Why give up on this considerable slice of Mid-South elegance?
M emphians like to boast of our city’s soul. We like “grit” as a descriptor for our approach to challenges, large and small. To outsiders, Memphis is a “colorful” city, a delicate way of saying this town leaves an impression that can be as baffling (city/county government) as it is charming (the Peabody ducks).
One word you don’t often hear in descriptions of Memphis is elegant . And with the cancellation of Memphis in May’s Sunset Symphony after the final note is played this month, we’re losing an event that — every spring — infused this soulful river town with an elegance distinctly its own.
Having lived in Memphis for 24 years, I’ve come to see three annual events as our city’s calling cards to the rest of the world. These are the slices of time and especially place that cannot be duplicated anywhere else on the planet. The images (and memories) they create are unique to Memphis, but recognized far beyond the Mid-South.
The first is the candlelight vigil at Graceland on the anniversary of Elvis Presley’s death every August. Wherever your opinion of Elvis falls on the scale of extremes, the outpouring of devotion toward him — and his home — when a Memphis summer is at its skin-broiling peak swells the most cynical of hearts. It’s hard not to feel spiritual when you hear “Precious Lord, Take My Hand” near the garden of reflection.
Then we have the National Civil Rights Museum’s annual Freedom Awards, international acclaim granted every fall to individuals who have come to personify Martin Luther King’s dream for justice, equality, and opportunity. The award ceremony is a resounding answer to the horror of King’s murder on the balcony of the Lorraine Motel in 1968. Men are mortal, King was well aware. But look at the faces of Freedom Award honorees — Rosa Parks, Jimmy Carter, the Dalai Lama, Nelson Mandela to name four — and you realize the work of right-thinking men and women is indeed immortal.
The third — and longest-running — international Memphis calling card is the Sunset Symphony, since 1976 the culminating event of what’s come to be known as Memphis in May. Perfectly titled, the event has presented classical music under the most classic of natural (if daily) events, next to one of nature’s most extraordinary bodies of water. Thousands upon thousands of Memphians grew to love the late James Hyter for his masterful rendition of “Ol’ Man River” and came to see Memphis Symphony Orchestra conductors — Alan Balter, David Loebel, Mei-Ann Chen — as rock stars, at least for this unique date on the calendar. Food tasted better, and wine smoother, with the string section in full flight.
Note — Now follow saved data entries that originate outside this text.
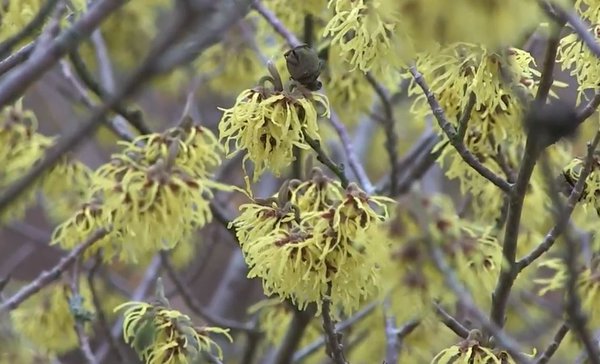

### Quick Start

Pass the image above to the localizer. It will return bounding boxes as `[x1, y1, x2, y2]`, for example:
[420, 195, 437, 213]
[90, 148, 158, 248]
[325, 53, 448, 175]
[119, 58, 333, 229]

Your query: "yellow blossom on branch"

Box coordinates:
[219, 63, 329, 179]
[115, 300, 232, 364]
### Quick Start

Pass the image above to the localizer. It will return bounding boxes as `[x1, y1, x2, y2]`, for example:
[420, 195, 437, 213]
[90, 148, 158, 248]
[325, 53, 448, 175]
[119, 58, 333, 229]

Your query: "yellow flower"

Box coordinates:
[323, 0, 399, 72]
[42, 159, 93, 223]
[563, 156, 600, 215]
[10, 279, 94, 354]
[557, 0, 600, 102]
[0, 101, 55, 223]
[234, 177, 393, 314]
[219, 82, 329, 179]
[115, 301, 232, 363]
[432, 330, 526, 364]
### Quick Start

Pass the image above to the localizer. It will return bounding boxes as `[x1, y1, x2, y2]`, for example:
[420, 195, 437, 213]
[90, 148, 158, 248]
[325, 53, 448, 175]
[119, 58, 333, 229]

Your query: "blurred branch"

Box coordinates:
[408, 66, 511, 193]
[0, 42, 34, 77]
[87, 254, 129, 363]
[96, 255, 161, 363]
[383, 298, 399, 364]
[535, 23, 564, 104]
[536, 322, 569, 364]
[456, 92, 476, 141]
[251, 0, 301, 47]
[70, 257, 97, 364]
[321, 283, 347, 364]
[293, 300, 376, 363]
[160, 252, 257, 332]
[365, 73, 400, 196]
[0, 228, 108, 313]
[434, 302, 469, 339]
[0, 0, 59, 60]
[68, 50, 148, 136]
[517, 130, 600, 271]
[270, 307, 314, 364]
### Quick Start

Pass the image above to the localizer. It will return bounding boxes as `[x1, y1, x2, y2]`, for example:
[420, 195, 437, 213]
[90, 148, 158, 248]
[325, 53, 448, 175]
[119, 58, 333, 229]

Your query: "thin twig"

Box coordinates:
[321, 283, 347, 364]
[0, 228, 108, 313]
[270, 307, 314, 364]
[536, 322, 569, 364]
[0, 42, 34, 77]
[251, 0, 301, 47]
[304, 134, 349, 188]
[456, 92, 476, 141]
[70, 257, 97, 364]
[383, 298, 399, 364]
[535, 24, 564, 104]
[576, 93, 600, 123]
[160, 252, 257, 332]
[87, 254, 129, 363]
[293, 301, 377, 363]
[434, 302, 469, 339]
[409, 66, 511, 193]
[68, 49, 150, 136]
[95, 255, 162, 362]
[0, 0, 59, 60]
[365, 73, 400, 195]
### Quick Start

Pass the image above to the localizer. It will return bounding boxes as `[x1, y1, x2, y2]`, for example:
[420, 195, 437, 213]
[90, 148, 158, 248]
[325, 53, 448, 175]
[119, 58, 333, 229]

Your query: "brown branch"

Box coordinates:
[160, 252, 257, 332]
[434, 302, 469, 339]
[365, 72, 400, 196]
[321, 284, 347, 364]
[536, 322, 569, 364]
[456, 92, 476, 141]
[292, 301, 377, 363]
[70, 257, 97, 364]
[0, 228, 108, 313]
[535, 24, 564, 104]
[408, 66, 511, 193]
[270, 307, 314, 364]
[517, 130, 600, 271]
[87, 254, 129, 363]
[304, 133, 350, 188]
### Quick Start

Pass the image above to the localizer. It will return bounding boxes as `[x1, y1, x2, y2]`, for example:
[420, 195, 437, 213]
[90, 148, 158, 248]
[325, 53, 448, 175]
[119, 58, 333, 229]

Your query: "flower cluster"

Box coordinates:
[432, 330, 525, 364]
[51, 123, 230, 262]
[563, 155, 600, 215]
[10, 279, 94, 354]
[0, 101, 55, 223]
[115, 300, 231, 363]
[557, 0, 600, 101]
[219, 64, 330, 179]
[233, 169, 393, 314]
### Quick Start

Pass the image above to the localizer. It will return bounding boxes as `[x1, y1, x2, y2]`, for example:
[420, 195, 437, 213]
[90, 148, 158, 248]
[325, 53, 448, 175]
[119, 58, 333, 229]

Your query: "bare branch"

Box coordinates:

Alas, this year’s Sunset Symphony will be the finale for more than just Memphis in May, the event having suffered (revenue-wise) in the considerable shadows of its annual predecessors, the Beale Street Music Festival and the World Championship Barbecue Cooking Contest. MIM president Jim Holt announced in March that the event would be replaced in 2016 with something aimed at a larger, more diverse audience. The time has come for an appeal to the masses, you might say.
But why give up on this considerable slice of Mid-South elegance? Why not consider alternative approaches that would retain the Sunset Symphony for Memphis generations to come? The river will still be here. Instead of piggybacking the other May bashes, move the Sunset Symphony to late September, when temperatures (and sunsets) are every bit as lovely. Don’t charge admission. Find sponsors (and food vendors) willing to support the event and invite an entire city for a river picnic. You couldn’t get any more culturally diverse.
Among my earliest memories of the Sunset Symphony is from 1992, when I took a college buddy during his first visit to Memphis. Tamio was born in Japan, grew up in New Jersey, went to college in Boston, spent a semester in London, and was then working in New York City. But he’d never seen what he saw — and heard — that evening as we sat on the steep, grassy bluff, listening to the “1812 Overture” in a setting unlike any other on the planet. Hyter wasn’t just singing to Memphis that night. He was singing to the world. And there is another baritone out there ready to carry on Hyter’s legacy.
True elegance is hard to come by. I saw Baryshnikov on stage (once). I saw Michael Jordan on a basketball court live (once). But I knew the Sunset Symphony would be here, on our city’s front porch, every May. However we choose to define Memphis — colorful, gritty, and soulful all still apply — it begins with a river. And the river goes best with a song.